Juros para famílias e empresas sobem em agosto, diz BC

Endividamento das famílias bate recorde de 59,9% em junho

Foto: Marcello Casal Jr/Agência Brasil

As famílias e as empresas pagaram taxas de juros mais altas em agosto, de acordo com as Estatísticas Monetárias e de Crédito divulgadas hoje (27), pelo Banco Central (BC). A taxa média de juros para pessoas físicas no crédito livre chegou a 40,9% ao ano, aumento de 1,1 ponto percentual em relação a julho e de 1,8 ponto percentual em 12 meses. Nas contratações com empresas, a taxa livre cresceu 0,7 ponto percentual no mês e 3,9 ponto percentual em 12 meses, alcançando 16,2% ao ano.

Para as pessoas físicas, o destaque foi para o cartão de crédito rotativo, que teve alta de 4,6 ponto percentual no mês, alcançando 336,1% ao ano. O rotativo é o crédito tomado pelo consumidor quando paga menos que o valor integral da fatura do cartão e dura 30 dias. Após o prazo, as instituições financeiras parcelam a dívida. Nesse caso, no cartão parcelado, os juros ficaram estáveis no mês, em 163,7% ao ano.

Também influenciaram o crescimento de juros para as famílias as taxas do cheque especial, que teve alta de 0,9 ponto percentual (124,9% ao ano), de financiamento para aquisição de veículos, alta de 0,8 ponto percentual (22,7% ao ano), e o crédito pessoal não consignado, que registrou aumento de 0,7 ponto percentual (80,2% ao ano). Os juros do crédito pessoal consignado também subiram 0,1 ponto percentual no mês para 18,9% ao ano.

No crédito livre às empresas, houve incrementos na maioria das modalidades, especialmente em capital de giro, alta de 0,6 ponto percentual, para 16,2% ao ano; financiamento a exportações, aumento de 1,2 ponto percentual, chegando a 11,6% ao ano; e modalidades de crédito rotativo, que registraram alta de 10,8 pontos percentuais, alcançando 218,7% ao ano. O financiamento a importações também teve aumento de 7,8 ponto percentual, para 10% ao ano.

Crédito direcionado

Essas taxas são do crédito livre, em que os bancos têm autonomia para emprestar o dinheiro captado no mercado e definir as taxas de juros cobradas dos clientes. Já o crédito direcionado tem regras definidas pelo governo, e é destinado basicamente aos setores habitacional, rural, de infraestrutura e ao microcrédito.

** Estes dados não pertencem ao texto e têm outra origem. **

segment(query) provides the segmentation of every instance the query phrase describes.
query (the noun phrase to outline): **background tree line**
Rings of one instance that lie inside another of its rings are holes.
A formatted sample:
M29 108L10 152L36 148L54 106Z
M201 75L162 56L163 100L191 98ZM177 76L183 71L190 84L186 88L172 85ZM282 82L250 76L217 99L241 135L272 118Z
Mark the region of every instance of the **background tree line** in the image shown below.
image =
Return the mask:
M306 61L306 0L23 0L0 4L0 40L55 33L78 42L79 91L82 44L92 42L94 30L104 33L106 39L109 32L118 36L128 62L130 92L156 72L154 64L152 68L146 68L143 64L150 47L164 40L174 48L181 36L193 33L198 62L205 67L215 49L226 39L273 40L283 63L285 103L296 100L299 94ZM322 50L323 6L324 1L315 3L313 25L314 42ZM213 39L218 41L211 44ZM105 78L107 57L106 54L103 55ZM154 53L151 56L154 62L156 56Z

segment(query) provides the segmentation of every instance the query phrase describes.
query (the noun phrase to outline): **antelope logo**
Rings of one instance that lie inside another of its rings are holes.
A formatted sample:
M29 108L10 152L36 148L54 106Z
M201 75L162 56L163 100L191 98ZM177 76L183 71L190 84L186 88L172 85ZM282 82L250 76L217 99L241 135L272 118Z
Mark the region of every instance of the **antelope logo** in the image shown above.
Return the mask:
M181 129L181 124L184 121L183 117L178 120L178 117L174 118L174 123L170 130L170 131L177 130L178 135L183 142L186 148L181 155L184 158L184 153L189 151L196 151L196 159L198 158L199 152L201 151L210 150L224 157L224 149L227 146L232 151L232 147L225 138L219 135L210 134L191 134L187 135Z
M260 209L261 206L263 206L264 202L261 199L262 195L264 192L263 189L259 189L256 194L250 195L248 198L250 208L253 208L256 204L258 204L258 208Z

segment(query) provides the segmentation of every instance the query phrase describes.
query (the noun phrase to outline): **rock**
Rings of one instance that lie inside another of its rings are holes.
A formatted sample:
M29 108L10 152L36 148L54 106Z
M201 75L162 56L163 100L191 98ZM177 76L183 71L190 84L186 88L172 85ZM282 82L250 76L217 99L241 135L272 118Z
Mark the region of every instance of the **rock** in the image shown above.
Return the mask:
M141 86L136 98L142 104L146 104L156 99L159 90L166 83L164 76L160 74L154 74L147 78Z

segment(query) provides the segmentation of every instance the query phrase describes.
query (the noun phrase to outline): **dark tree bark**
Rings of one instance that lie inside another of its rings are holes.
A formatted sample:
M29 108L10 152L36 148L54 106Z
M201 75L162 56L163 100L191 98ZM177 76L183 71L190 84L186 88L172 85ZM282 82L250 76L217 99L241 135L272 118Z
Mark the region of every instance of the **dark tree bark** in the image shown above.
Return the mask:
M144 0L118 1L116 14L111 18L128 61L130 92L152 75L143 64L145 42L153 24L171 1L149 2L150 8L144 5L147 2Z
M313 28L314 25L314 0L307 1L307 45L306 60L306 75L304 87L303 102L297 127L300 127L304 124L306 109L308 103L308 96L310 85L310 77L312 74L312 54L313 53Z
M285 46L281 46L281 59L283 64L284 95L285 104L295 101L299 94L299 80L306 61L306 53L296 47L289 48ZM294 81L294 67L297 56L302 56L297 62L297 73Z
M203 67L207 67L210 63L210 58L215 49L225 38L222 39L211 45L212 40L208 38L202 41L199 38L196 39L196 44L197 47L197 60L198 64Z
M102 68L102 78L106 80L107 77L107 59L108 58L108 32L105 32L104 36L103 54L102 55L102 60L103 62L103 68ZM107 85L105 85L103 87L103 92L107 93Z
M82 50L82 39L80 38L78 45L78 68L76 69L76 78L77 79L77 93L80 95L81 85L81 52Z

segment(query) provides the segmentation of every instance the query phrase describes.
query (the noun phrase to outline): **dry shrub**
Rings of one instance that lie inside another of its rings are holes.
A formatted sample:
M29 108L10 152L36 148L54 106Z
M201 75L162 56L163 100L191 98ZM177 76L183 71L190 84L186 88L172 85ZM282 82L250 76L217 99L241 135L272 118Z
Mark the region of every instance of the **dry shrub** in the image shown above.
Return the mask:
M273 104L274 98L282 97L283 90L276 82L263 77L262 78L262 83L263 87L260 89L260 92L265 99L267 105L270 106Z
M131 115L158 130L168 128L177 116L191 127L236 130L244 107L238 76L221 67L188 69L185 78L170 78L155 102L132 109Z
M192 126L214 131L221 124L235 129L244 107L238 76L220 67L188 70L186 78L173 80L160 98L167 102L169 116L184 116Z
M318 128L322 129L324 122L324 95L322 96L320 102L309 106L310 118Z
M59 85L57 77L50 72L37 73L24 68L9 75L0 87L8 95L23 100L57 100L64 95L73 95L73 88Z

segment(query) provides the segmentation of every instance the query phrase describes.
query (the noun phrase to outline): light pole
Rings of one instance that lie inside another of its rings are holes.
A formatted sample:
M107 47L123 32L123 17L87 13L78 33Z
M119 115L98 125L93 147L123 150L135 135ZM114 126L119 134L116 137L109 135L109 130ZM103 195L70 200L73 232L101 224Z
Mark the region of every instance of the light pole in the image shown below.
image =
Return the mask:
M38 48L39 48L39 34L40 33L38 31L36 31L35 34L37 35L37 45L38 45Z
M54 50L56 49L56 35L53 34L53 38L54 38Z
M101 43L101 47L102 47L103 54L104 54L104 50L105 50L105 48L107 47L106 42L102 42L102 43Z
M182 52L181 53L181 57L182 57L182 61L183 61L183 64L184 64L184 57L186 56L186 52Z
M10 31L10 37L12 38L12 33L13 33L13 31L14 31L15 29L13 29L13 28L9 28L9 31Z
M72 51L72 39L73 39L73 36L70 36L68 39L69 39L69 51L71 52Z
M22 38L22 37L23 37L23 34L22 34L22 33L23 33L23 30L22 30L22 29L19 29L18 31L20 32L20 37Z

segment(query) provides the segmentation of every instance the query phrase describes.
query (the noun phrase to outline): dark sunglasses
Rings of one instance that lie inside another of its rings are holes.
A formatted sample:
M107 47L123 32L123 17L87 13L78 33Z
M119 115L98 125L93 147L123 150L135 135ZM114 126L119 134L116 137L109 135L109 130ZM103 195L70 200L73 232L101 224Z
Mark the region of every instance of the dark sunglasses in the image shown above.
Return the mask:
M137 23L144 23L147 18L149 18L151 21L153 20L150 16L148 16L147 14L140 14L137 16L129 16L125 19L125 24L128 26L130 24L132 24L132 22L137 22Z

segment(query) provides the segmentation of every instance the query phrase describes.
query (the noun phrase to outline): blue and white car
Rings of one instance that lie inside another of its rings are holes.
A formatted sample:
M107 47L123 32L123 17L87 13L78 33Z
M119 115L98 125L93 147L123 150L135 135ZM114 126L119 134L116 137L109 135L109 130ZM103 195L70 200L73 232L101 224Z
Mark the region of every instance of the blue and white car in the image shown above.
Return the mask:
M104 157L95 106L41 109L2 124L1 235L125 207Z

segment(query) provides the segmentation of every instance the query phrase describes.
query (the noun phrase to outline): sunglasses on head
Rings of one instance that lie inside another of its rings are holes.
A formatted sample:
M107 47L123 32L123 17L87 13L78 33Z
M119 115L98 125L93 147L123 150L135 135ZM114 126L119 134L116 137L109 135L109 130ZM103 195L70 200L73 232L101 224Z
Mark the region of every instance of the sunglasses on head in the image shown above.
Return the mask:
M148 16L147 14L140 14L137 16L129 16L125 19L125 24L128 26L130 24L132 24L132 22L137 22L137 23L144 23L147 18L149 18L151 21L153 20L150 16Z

No caso do crédito direcionado, a taxa média para pessoas físicas ficou em 7,1% ao ano em agosto, alta de 0,1 ponto percentual no mês. Para as empresas, a taxa subiu 0,8 ponto percentual para 10% ao ano no mês passado.

No total, nas contratações de crédito livre e direcionado, a taxa média de juros do Sistema Financeiro Nacional (SFN) registrou aumento de 0,7 ponto percentual no mês e de 2,5 pontos percentuais em 12 meses, alcançando 21,1% ao ano.

A alta dos juros bancários médios ocorre em um momento de aumento da taxa básica de juros da economia, a Selic. Depois de chegar ao menor nível da história no mês de agosto do ano passado, em 2% ao ano, a taxa Selic começou a subir em março deste ano e está em 6,25% ao ano, definida pelo Comitê de Política Monetária (Copom) do BC.

Endividamento recorde

A inadimplência (considerados atrasos acima de 90 dias) manteve-se estável pelo quarto mês consecutivo, em 2,3%, e estão nos menores níveis da história. Essa estabilidade foi observada tanto nas operações de crédito para pessoas físicas (2,9%), como para jurídicas (1,5%).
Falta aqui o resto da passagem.